My ABS also went out a week after the warranty expired. Same as all the rest humming had to pull the fuse. I pulled the black plastic housing off of the top of the pump. It is held on by torx screws which are a little difficult to get too, also the heads were filled with rust which needed to be pecked out before the torx bit would fit into the head of the screw. The plastic is screwed to an aluminum casting and also glued along the seam. I used a knife to cut through the glue. I unsoldered the circuit board which has 25 to 30 solder joints. The FET, black, is about 3/8 of an inch square and 1/8 inch thick soldered to the board in three places. Very poor design to expect a FET this Size to control the amperage expected to run the ABS pump. Realizing this I piggy backed two FETS together, soldered them to the board. Soldered the board, glued back together, reinstalled all screws. End result fixed for less than $5.00. Dealer wanted $1200.
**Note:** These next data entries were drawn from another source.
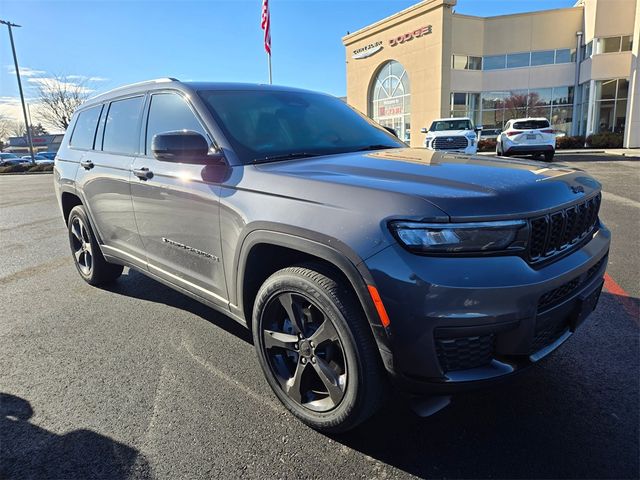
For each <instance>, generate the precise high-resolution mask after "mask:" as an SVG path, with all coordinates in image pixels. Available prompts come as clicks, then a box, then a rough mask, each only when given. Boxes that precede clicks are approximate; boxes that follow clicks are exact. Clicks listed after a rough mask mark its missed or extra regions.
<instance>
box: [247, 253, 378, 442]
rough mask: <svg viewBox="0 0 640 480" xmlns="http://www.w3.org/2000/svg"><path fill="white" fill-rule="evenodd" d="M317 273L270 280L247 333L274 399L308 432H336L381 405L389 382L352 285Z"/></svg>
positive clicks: (255, 307) (372, 412) (263, 290)
mask: <svg viewBox="0 0 640 480" xmlns="http://www.w3.org/2000/svg"><path fill="white" fill-rule="evenodd" d="M323 270H324V269H323V268H322V267H320V266H314V265H307V266H297V267H289V268H285V269H282V270H279V271H278V272H276V273H274V274H273V275H271V276H270V277H269V278H268V279H267V280H266V281H265V282H264V284H263V285H262V287H261V288H260V290H259V291H258V294H257V297H256V301H255V304H254V309H253V323H252V330H253V340H254V345H255V347H256V350H257V354H258V360H259V362H260V366H261V367H262V369H263V371H264V374H265V376H266V378H267V381H268V383H269V386H270V387H271V388H272V389H273V391H274V393H275V394H276V396H277V397H278V399H279V400H280V401H281V402H282V403H283V404H284V406H285V407H286V408H287V409H288V410H289V411H290V412H291V413H292V414H293V415H295V416H296V417H297V418H298V419H300V420H301V421H302V422H304V423H306V424H307V425H309V426H310V427H312V428H314V429H316V430H319V431H322V432H326V433H338V432H344V431H347V430H350V429H352V428H354V427H355V426H357V425H358V424H360V423H361V422H363V421H364V420H366V419H367V418H368V417H370V416H371V415H373V413H375V412H376V410H378V409H379V408H380V407H381V406H382V404H383V403H384V401H385V399H386V394H387V393H388V389H387V378H386V375H385V372H384V368H383V366H382V362H381V359H380V355H379V352H378V347H377V345H376V343H375V341H374V339H373V335H372V333H371V329H370V327H369V325H368V323H367V320H366V319H365V318H364V315H363V313H362V311H361V308H360V306H359V305H358V304H357V303H356V300H355V298H354V294H353V293H352V291H351V286H350V285H348V284H345V283H344V281H342V280H338V279H337V276H336V275H333V274H332V273H330V272H328V271H327V272H324V271H323ZM321 272H322V273H321ZM287 312H289V313H287ZM291 317H293V318H294V319H295V322H292V321H290V318H291ZM301 332H302V333H301ZM314 339H315V343H314ZM327 368H328V369H329V370H327ZM323 378H324V380H323Z"/></svg>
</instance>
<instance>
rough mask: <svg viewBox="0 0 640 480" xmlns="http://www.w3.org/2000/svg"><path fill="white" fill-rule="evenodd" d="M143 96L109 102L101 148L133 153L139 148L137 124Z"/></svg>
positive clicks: (131, 153)
mask: <svg viewBox="0 0 640 480" xmlns="http://www.w3.org/2000/svg"><path fill="white" fill-rule="evenodd" d="M143 99H144V97H133V98H127V99H126V100H118V101H115V102H111V105H110V106H109V113H108V114H107V121H106V123H105V127H104V139H103V141H102V150H104V151H105V152H111V153H124V154H134V153H137V152H138V150H139V143H140V140H139V139H140V135H139V133H138V125H139V122H140V111H141V110H142V103H143Z"/></svg>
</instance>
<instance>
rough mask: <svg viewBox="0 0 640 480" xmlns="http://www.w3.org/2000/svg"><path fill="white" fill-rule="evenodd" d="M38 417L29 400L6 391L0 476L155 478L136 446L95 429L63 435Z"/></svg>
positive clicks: (3, 419) (2, 422)
mask: <svg viewBox="0 0 640 480" xmlns="http://www.w3.org/2000/svg"><path fill="white" fill-rule="evenodd" d="M32 416H33V409H32V408H31V405H30V404H29V402H28V401H27V400H25V399H23V398H20V397H17V396H15V395H11V394H8V393H0V478H3V479H7V480H8V479H21V480H22V479H27V478H51V479H53V478H55V479H63V478H65V479H66V478H74V479H75V478H91V479H115V480H117V479H126V478H133V477H135V478H141V479H149V478H153V475H152V473H151V469H150V466H149V464H148V462H147V460H146V459H145V458H144V456H143V455H142V454H141V453H140V452H138V451H137V450H136V449H134V448H132V447H129V446H127V445H125V444H123V443H120V442H116V441H115V440H113V439H111V438H109V437H106V436H104V435H100V434H98V433H96V432H93V431H91V430H84V429H81V430H74V431H71V432H68V433H65V434H62V435H59V434H56V433H53V432H50V431H48V430H45V429H44V428H41V427H39V426H37V425H35V424H33V423H31V422H30V421H29V419H30V418H31V417H32Z"/></svg>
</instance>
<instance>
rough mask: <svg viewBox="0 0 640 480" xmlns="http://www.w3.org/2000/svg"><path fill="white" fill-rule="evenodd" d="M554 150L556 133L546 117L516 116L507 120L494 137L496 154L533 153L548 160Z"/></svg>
mask: <svg viewBox="0 0 640 480" xmlns="http://www.w3.org/2000/svg"><path fill="white" fill-rule="evenodd" d="M555 152H556V135H555V132H554V130H553V129H552V128H551V126H550V125H549V120H547V119H546V118H516V119H513V120H509V121H508V122H507V124H506V125H505V127H504V130H503V131H502V133H500V135H498V138H497V139H496V154H497V155H501V156H503V157H509V156H511V155H533V157H534V158H539V157H540V156H541V155H544V160H545V161H546V162H550V161H551V160H553V155H554V154H555Z"/></svg>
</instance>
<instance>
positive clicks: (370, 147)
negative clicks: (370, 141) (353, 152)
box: [355, 145, 401, 152]
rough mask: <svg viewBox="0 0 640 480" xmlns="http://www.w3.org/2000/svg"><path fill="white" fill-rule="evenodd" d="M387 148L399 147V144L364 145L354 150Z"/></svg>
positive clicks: (365, 149) (361, 150) (364, 151)
mask: <svg viewBox="0 0 640 480" xmlns="http://www.w3.org/2000/svg"><path fill="white" fill-rule="evenodd" d="M387 148H401V147H400V146H399V145H367V146H366V147H362V148H358V149H357V150H355V151H356V152H366V151H367V150H386V149H387Z"/></svg>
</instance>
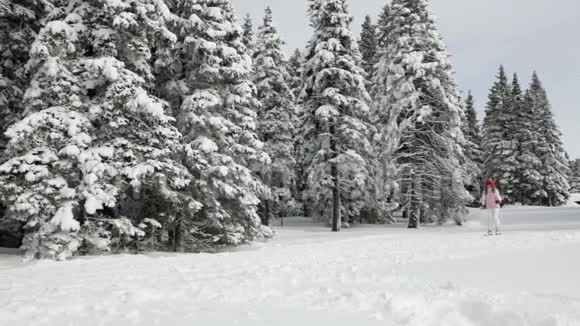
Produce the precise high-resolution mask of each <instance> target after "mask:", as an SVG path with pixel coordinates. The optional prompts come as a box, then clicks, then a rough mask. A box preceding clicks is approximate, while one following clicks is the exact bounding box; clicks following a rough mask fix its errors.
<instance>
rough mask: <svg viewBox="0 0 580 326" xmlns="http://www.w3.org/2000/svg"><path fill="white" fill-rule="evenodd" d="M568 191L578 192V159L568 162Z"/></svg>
mask: <svg viewBox="0 0 580 326" xmlns="http://www.w3.org/2000/svg"><path fill="white" fill-rule="evenodd" d="M570 170H571V174H570V175H571V177H570V193H571V194H580V159H575V160H573V161H571V162H570Z"/></svg>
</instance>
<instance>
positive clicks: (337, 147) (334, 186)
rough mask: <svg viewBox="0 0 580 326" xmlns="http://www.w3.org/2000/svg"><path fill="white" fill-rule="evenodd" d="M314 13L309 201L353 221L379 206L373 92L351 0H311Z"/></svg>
mask: <svg viewBox="0 0 580 326" xmlns="http://www.w3.org/2000/svg"><path fill="white" fill-rule="evenodd" d="M309 14H310V19H311V24H312V26H313V28H314V36H313V37H312V39H311V40H310V43H309V46H308V49H307V51H306V56H305V66H304V71H303V83H304V87H303V90H302V93H301V102H302V103H303V110H304V112H303V115H302V126H301V133H302V143H301V144H300V155H301V157H300V159H301V161H302V164H303V166H304V167H305V171H306V174H307V189H306V191H305V193H304V195H305V201H306V204H307V205H308V207H309V210H310V212H311V214H312V216H313V217H314V218H317V219H322V220H323V221H325V222H330V221H331V217H333V216H339V215H341V214H342V216H343V218H342V221H344V222H348V221H350V220H352V219H354V218H358V217H360V216H361V212H362V211H363V210H364V211H372V210H373V209H374V208H373V206H374V204H373V200H372V195H371V194H372V190H371V189H372V180H371V173H372V162H371V161H372V155H373V148H372V146H371V144H370V142H369V140H368V137H369V134H370V132H371V131H372V126H371V125H370V124H369V123H368V113H369V109H368V106H367V102H368V101H369V95H368V93H367V92H366V90H365V86H364V84H365V82H364V78H363V75H364V71H363V70H362V68H360V67H359V66H358V65H357V62H358V57H357V55H358V51H357V44H356V42H355V40H354V37H353V35H352V33H351V30H350V23H351V22H352V17H351V16H350V15H349V13H348V8H347V3H346V0H310V1H309ZM338 197H340V200H336V198H338ZM333 198H334V199H333ZM339 229H340V221H338V220H334V221H333V230H335V231H337V230H339Z"/></svg>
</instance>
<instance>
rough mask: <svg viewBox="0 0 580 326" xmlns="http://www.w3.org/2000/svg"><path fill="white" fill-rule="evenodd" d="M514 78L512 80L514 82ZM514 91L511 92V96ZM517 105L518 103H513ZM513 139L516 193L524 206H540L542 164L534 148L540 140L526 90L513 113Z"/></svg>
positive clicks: (541, 195) (540, 195)
mask: <svg viewBox="0 0 580 326" xmlns="http://www.w3.org/2000/svg"><path fill="white" fill-rule="evenodd" d="M516 79H517V78H516V76H514V80H516ZM513 94H514V91H513V90H512V95H513ZM515 104H516V105H517V104H518V102H515ZM515 118H516V121H515V125H514V128H513V132H514V137H515V139H516V141H517V143H518V154H517V160H518V165H517V171H516V173H517V178H518V186H517V193H518V194H519V198H516V199H517V200H519V201H521V202H522V203H523V204H524V205H541V198H542V196H543V194H545V192H544V190H543V181H542V179H543V177H542V175H541V174H540V172H539V171H540V170H541V166H542V162H541V161H540V159H539V158H538V156H537V154H536V148H538V147H539V146H540V140H541V139H542V137H541V135H540V132H539V130H538V128H537V127H536V126H537V124H538V121H537V119H538V118H537V115H536V113H535V112H534V105H533V100H532V97H531V95H530V91H529V90H526V91H525V94H524V95H523V100H522V101H521V102H519V106H518V107H517V110H516V112H515Z"/></svg>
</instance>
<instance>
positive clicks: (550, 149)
mask: <svg viewBox="0 0 580 326" xmlns="http://www.w3.org/2000/svg"><path fill="white" fill-rule="evenodd" d="M529 91H530V98H531V105H532V107H533V110H534V116H535V121H537V124H536V126H534V127H535V128H537V129H536V130H538V131H539V135H540V137H541V139H540V142H539V146H537V147H536V155H537V157H538V158H539V160H540V161H541V163H542V164H541V170H540V171H539V172H540V175H541V176H542V180H543V188H542V189H543V191H544V193H543V196H542V197H543V200H544V201H543V203H544V204H545V205H548V206H561V205H563V204H565V203H566V201H567V200H568V198H569V192H568V190H569V188H570V186H569V184H568V177H567V176H569V175H570V169H569V166H568V162H567V159H566V151H565V149H564V144H563V142H562V133H561V132H560V129H559V128H558V125H557V124H556V121H555V119H554V115H553V113H552V107H551V105H550V101H549V99H548V95H547V93H546V90H545V89H544V86H543V85H542V82H541V81H540V78H539V77H538V75H537V73H536V72H534V74H533V77H532V82H531V85H530V89H529Z"/></svg>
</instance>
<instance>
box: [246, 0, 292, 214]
mask: <svg viewBox="0 0 580 326" xmlns="http://www.w3.org/2000/svg"><path fill="white" fill-rule="evenodd" d="M283 44H284V42H283V41H282V40H281V39H280V36H279V35H278V31H277V30H276V27H275V26H274V25H273V23H272V10H271V9H270V8H269V7H268V8H267V9H266V11H265V17H264V23H263V25H262V26H260V27H259V33H258V41H257V46H256V51H255V53H254V65H255V67H254V71H255V76H254V82H255V83H256V86H257V89H258V100H260V102H261V104H262V106H261V107H260V111H259V113H258V134H259V136H260V139H261V140H262V141H263V142H264V143H265V146H264V150H265V151H266V153H268V155H269V156H270V158H271V159H272V164H271V165H270V166H269V169H268V171H267V174H268V177H267V180H268V181H269V185H270V187H271V192H272V201H271V203H270V202H267V203H265V204H266V208H267V209H266V212H265V213H266V216H265V219H263V224H266V225H269V219H270V216H269V215H270V213H271V214H272V215H274V216H285V215H286V214H288V212H289V210H290V209H291V207H292V195H293V192H292V191H293V188H294V184H295V182H296V180H295V179H296V178H295V165H296V162H295V159H294V143H293V142H294V137H293V136H294V135H293V132H294V123H295V121H296V117H295V110H294V95H293V93H292V89H291V88H290V86H289V85H288V81H291V77H290V74H288V72H287V70H286V64H287V61H286V58H285V55H284V53H283V52H282V45H283ZM270 204H272V205H270Z"/></svg>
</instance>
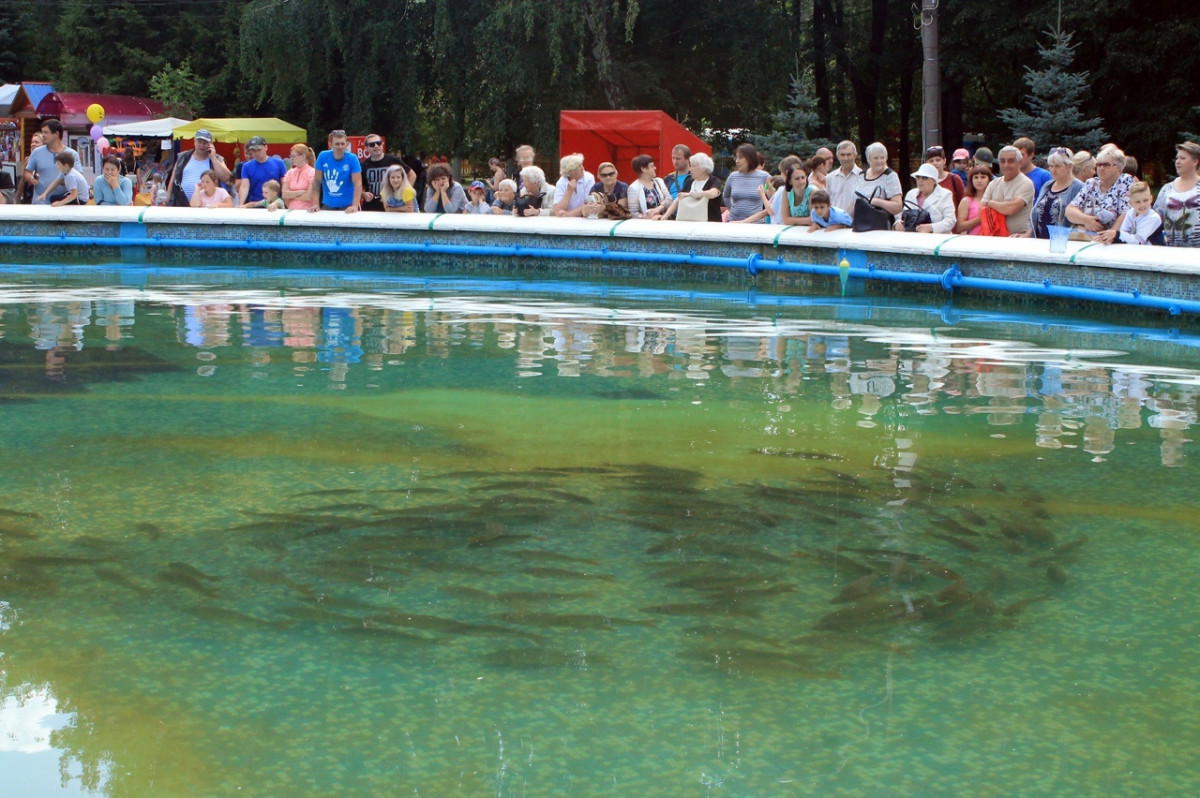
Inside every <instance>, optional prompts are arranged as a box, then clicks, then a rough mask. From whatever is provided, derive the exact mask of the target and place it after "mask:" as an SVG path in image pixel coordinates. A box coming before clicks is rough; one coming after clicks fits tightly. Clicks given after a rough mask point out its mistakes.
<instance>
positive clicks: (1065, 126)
mask: <svg viewBox="0 0 1200 798" xmlns="http://www.w3.org/2000/svg"><path fill="white" fill-rule="evenodd" d="M1046 35H1048V36H1049V38H1050V41H1049V43H1048V44H1046V46H1045V47H1040V48H1038V53H1039V54H1040V55H1042V62H1043V68H1040V70H1034V68H1031V67H1026V68H1025V83H1026V84H1027V85H1028V88H1030V95H1028V97H1027V98H1028V107H1030V110H1022V109H1020V108H1006V109H1004V110H1002V112H1000V118H1001V119H1003V120H1004V122H1006V124H1007V125H1008V126H1009V127H1010V128H1012V131H1013V136H1014V138H1015V137H1020V136H1028V137H1031V138H1032V139H1033V140H1034V142H1044V143H1046V144H1063V145H1066V146H1072V148H1075V149H1090V150H1094V149H1097V148H1098V146H1099V145H1100V144H1103V143H1104V142H1106V140H1109V134H1108V132H1105V130H1104V128H1103V127H1100V122H1102V121H1103V120H1102V119H1100V118H1099V116H1085V115H1084V112H1082V110H1081V106H1082V103H1084V101H1085V100H1086V98H1087V94H1088V73H1087V72H1072V71H1070V65H1072V62H1073V61H1074V60H1075V46H1074V44H1072V42H1070V40H1072V34H1070V32H1068V31H1064V30H1062V28H1060V26H1057V25H1055V26H1051V28H1049V29H1046Z"/></svg>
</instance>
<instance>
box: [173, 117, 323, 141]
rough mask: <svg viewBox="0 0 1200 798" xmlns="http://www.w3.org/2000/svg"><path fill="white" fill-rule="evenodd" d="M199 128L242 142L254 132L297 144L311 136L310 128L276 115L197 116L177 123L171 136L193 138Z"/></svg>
mask: <svg viewBox="0 0 1200 798" xmlns="http://www.w3.org/2000/svg"><path fill="white" fill-rule="evenodd" d="M198 130H206V131H209V132H210V133H212V138H214V140H216V142H220V143H222V144H241V143H245V142H248V140H250V137H251V136H262V137H263V138H264V139H266V143H268V144H295V143H298V142H307V140H308V132H307V131H306V130H305V128H302V127H296V126H295V125H292V124H288V122H286V121H283V120H282V119H276V118H274V116H244V118H229V119H197V120H196V121H192V122H188V124H186V125H184V126H182V127H176V128H175V130H174V131H173V132H172V136H173V137H174V138H176V139H179V138H194V137H196V131H198Z"/></svg>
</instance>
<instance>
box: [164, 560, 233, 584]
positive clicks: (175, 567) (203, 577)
mask: <svg viewBox="0 0 1200 798" xmlns="http://www.w3.org/2000/svg"><path fill="white" fill-rule="evenodd" d="M167 569H168V570H170V571H175V572H178V574H186V575H187V576H190V577H192V578H194V580H202V581H205V582H220V581H221V577H220V576H210V575H209V574H205V572H204V571H202V570H200V569H198V568H193V566H191V565H188V564H187V563H167Z"/></svg>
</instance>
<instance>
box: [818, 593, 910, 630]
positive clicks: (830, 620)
mask: <svg viewBox="0 0 1200 798" xmlns="http://www.w3.org/2000/svg"><path fill="white" fill-rule="evenodd" d="M916 616H917V606H916V605H910V604H908V602H906V601H895V600H893V601H883V600H878V601H864V602H860V604H852V605H850V606H848V607H842V608H841V610H835V611H834V612H830V613H829V614H826V616H822V617H821V618H818V619H817V623H816V624H815V625H814V629H817V630H818V631H857V630H859V629H869V628H872V626H882V625H888V624H894V623H901V622H904V620H907V619H914V617H916Z"/></svg>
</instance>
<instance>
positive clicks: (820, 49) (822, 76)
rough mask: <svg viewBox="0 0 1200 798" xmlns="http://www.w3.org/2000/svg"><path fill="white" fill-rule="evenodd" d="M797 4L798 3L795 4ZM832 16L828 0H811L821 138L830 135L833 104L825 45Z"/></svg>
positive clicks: (812, 34) (816, 76) (832, 92)
mask: <svg viewBox="0 0 1200 798" xmlns="http://www.w3.org/2000/svg"><path fill="white" fill-rule="evenodd" d="M797 6H799V4H797ZM832 16H833V13H832V8H829V0H812V83H814V88H815V89H816V95H817V114H818V115H820V116H821V124H820V125H817V130H816V134H817V136H820V137H821V138H830V137H832V134H833V133H832V127H830V125H832V122H833V104H832V100H830V95H832V94H833V92H832V91H830V90H829V89H830V86H829V72H828V68H827V66H826V65H827V64H828V58H829V56H828V49H827V47H826V43H827V36H828V34H827V32H826V26H827V25H828V24H829V22H828V20H829V18H830V17H832Z"/></svg>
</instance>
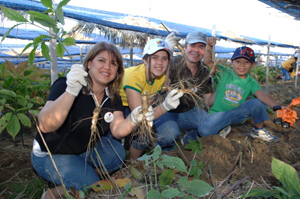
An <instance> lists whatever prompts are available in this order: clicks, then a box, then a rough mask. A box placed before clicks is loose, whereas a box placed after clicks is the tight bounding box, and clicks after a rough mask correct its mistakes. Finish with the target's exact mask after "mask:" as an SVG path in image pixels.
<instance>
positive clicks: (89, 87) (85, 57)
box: [83, 41, 124, 103]
mask: <svg viewBox="0 0 300 199" xmlns="http://www.w3.org/2000/svg"><path fill="white" fill-rule="evenodd" d="M103 51H107V52H108V54H109V55H110V56H111V58H112V59H116V62H117V63H118V71H117V75H116V77H115V79H114V80H113V81H111V82H110V83H109V84H108V92H109V95H110V98H111V100H112V102H113V103H114V102H115V98H114V97H115V95H116V94H117V95H118V94H119V93H118V88H119V87H120V85H121V82H122V79H123V75H124V67H123V57H122V54H121V52H120V50H119V49H118V48H117V47H116V46H115V45H114V44H112V43H108V42H105V41H100V42H98V43H96V44H95V45H94V46H93V48H92V49H91V50H89V52H88V53H87V55H86V57H85V58H84V64H83V66H84V69H85V71H86V72H89V68H88V63H89V62H90V61H92V60H93V59H94V58H95V57H96V55H98V54H99V53H101V52H103ZM87 79H88V81H89V83H90V85H91V86H92V85H93V81H92V78H91V77H90V75H88V77H87ZM90 92H91V88H90V87H88V86H84V87H83V93H85V94H89V93H90Z"/></svg>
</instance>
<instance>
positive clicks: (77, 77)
mask: <svg viewBox="0 0 300 199" xmlns="http://www.w3.org/2000/svg"><path fill="white" fill-rule="evenodd" d="M87 75H88V73H87V72H86V71H85V70H84V68H83V66H82V65H81V64H73V65H72V67H71V70H70V71H69V73H68V74H67V88H66V91H67V92H68V93H70V94H72V95H74V96H75V97H77V95H78V93H79V92H80V90H81V88H82V86H86V85H87V83H86V81H85V79H84V77H86V76H87Z"/></svg>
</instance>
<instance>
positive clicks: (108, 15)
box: [0, 0, 297, 48]
mask: <svg viewBox="0 0 300 199" xmlns="http://www.w3.org/2000/svg"><path fill="white" fill-rule="evenodd" d="M0 4H1V5H3V6H6V7H9V8H12V9H16V10H24V11H28V10H34V11H38V12H44V11H45V10H46V8H45V7H44V6H43V5H42V4H41V3H39V2H33V1H28V0H14V1H11V0H0ZM64 16H66V17H69V18H73V19H77V20H80V21H85V22H90V23H95V24H100V25H103V26H107V27H111V28H116V29H121V30H130V31H137V32H143V33H148V34H152V35H160V36H167V35H168V34H169V33H168V32H167V31H165V30H157V29H151V28H145V27H139V26H132V25H127V24H121V23H116V22H113V20H115V19H122V18H124V17H126V16H128V14H125V13H116V12H108V11H102V10H95V9H88V8H82V7H76V6H69V5H66V6H64ZM135 17H141V18H143V16H135ZM147 19H149V18H148V17H147ZM149 20H150V21H151V22H155V23H157V24H160V23H163V24H165V25H166V26H167V27H169V28H170V29H172V30H174V31H176V32H177V33H178V35H177V36H179V37H182V38H185V37H186V35H187V34H188V33H189V32H192V31H202V32H204V33H206V35H207V36H211V35H212V34H211V33H212V31H211V30H208V29H204V28H201V27H195V26H187V25H184V24H178V23H173V22H168V21H163V20H159V19H155V18H150V19H149ZM216 36H217V37H218V38H220V39H224V40H230V41H233V42H239V43H244V44H256V45H267V44H268V41H266V40H262V39H258V38H252V37H246V36H243V37H244V38H245V40H241V39H233V38H229V37H226V36H224V35H222V34H221V32H218V31H217V32H216ZM271 45H274V46H280V47H288V48H297V46H293V45H289V44H283V43H278V42H271Z"/></svg>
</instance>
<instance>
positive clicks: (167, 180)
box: [159, 169, 174, 188]
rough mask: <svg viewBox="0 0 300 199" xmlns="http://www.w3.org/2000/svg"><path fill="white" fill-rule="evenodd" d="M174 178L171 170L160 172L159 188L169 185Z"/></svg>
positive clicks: (164, 186)
mask: <svg viewBox="0 0 300 199" xmlns="http://www.w3.org/2000/svg"><path fill="white" fill-rule="evenodd" d="M173 180H174V173H173V170H171V169H168V170H166V171H164V172H162V173H161V174H160V176H159V185H160V186H161V188H164V187H165V186H167V185H170V184H171V183H172V182H173Z"/></svg>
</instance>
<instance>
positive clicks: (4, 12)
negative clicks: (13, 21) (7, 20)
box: [0, 5, 28, 22]
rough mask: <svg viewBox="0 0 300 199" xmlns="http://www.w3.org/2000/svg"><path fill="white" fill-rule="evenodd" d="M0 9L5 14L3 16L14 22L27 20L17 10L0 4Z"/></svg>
mask: <svg viewBox="0 0 300 199" xmlns="http://www.w3.org/2000/svg"><path fill="white" fill-rule="evenodd" d="M0 8H1V10H2V11H3V13H4V14H5V16H6V17H7V18H9V19H10V20H12V21H16V22H28V20H27V19H25V18H24V17H23V16H22V15H21V14H20V13H18V12H17V11H15V10H13V9H11V8H7V7H5V6H1V5H0Z"/></svg>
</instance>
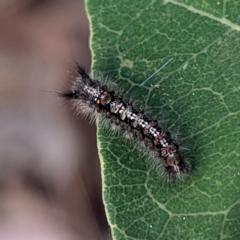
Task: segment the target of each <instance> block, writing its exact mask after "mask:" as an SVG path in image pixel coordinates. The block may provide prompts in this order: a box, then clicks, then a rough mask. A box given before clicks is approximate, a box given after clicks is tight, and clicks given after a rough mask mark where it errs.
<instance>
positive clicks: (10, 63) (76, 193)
mask: <svg viewBox="0 0 240 240" xmlns="http://www.w3.org/2000/svg"><path fill="white" fill-rule="evenodd" d="M88 44H89V25H88V20H87V17H86V14H85V7H84V2H83V1H82V0H71V1H69V0H52V1H46V0H45V1H44V0H2V1H0V126H1V129H0V130H1V133H0V239H8V240H12V239H18V240H19V239H20V240H21V239H24V240H25V239H31V240H34V239H51V240H55V239H58V240H59V239H60V240H62V239H67V240H71V239H86V240H88V239H93V240H95V239H97V240H98V239H110V238H111V237H110V233H109V229H108V226H107V223H106V219H105V214H104V209H103V204H102V200H101V176H100V166H99V160H98V156H97V151H96V136H95V127H94V126H91V125H89V124H88V122H87V121H83V120H81V119H77V118H76V116H74V115H73V111H72V110H71V107H70V106H66V105H63V104H62V101H61V100H59V99H58V98H57V97H56V96H55V95H53V94H51V93H50V92H51V91H55V90H61V89H63V88H64V87H65V86H68V85H69V84H70V73H69V72H68V71H67V70H71V69H72V67H73V66H74V61H77V62H79V63H81V64H82V65H83V66H85V67H86V68H88V69H89V68H90V63H91V55H90V50H89V46H88Z"/></svg>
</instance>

Next problem hard starting at times, poor gas mileage, sluggishness. Check the fuel pressure regulator, on the right side of the engine, above and about the middle of the valve cover you will see a round device about 1 inch in diameter between two pieces of 1/8 black hose. Pull the bottom hose off the regulator nipple if gas drips out the regulator is bad. You can buy a new one at Chevy for $100 or one from Napa for $50 or less. In any case your problem is solved in less than 1 minute. By the way a buddy took his to Chevy and they charged him $600 to repair. GM might be going broke, perhaps their Stealer ships have a lot to do with it.